The anaesthetic had given her a headache, a condition that was seriously worsened by the infernal din that blasted at regular intervals and threatened to burst her eardrums. She could not see, and only gradually was she aware of her own situation. She noticed a rag in her mouth and a strip of tape around her neck holding the rag in place and pinching her cheeks when she moved her head, which was hard to avoid, every time another wave of noise hit her. Her face was covered with cloth that felt like the synthetic silk lining of a coat, but the covering was carelessly executed, because if she lowered her head and looked down she could see light below her and a small section of concrete floor. White, dry dust penetrated through the opening, several times causing coughing fits that threatened to choke her, because the rag in her mouth prevented normal breathing. The particles came in cascades in tempo with the noise, and she quickly learned to hold her breath when it was at its worst. The powerful stimuli from absent vision, maddening noise and intolerable white dust meant that she only belatedly showed an interest in her body. She was sitting on a chair whose legs did not move a millimetre when she tried to wriggle it. Her wrists were also linked to the armrests with cuffs on each side.

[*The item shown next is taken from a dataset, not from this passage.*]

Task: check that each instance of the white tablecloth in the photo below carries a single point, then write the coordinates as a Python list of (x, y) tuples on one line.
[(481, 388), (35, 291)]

This torture lasted a long time, but gradually she could also distinguish other sounds: a tool that rattled when the noise stopped, occasionally the characteristic swish of a broom, and then the scraping of a shovel, besides footsteps on a hard floor. There were also occasional outbursts from a person who was working hard, and once a brief, angry sentence, the meaning of which she was unable to catch. Later the infernal noise was replaced with more digging sounds, but by that point she was well aware of what was going on. Andreas Falkenborg was preparing her final resting place, which apparently was to be below a concrete floor. Strangely enough she did not feel overwhelmingly afraid. Not even when she suddenly noticed that he had put her contact lenses in while she was anaesthetised.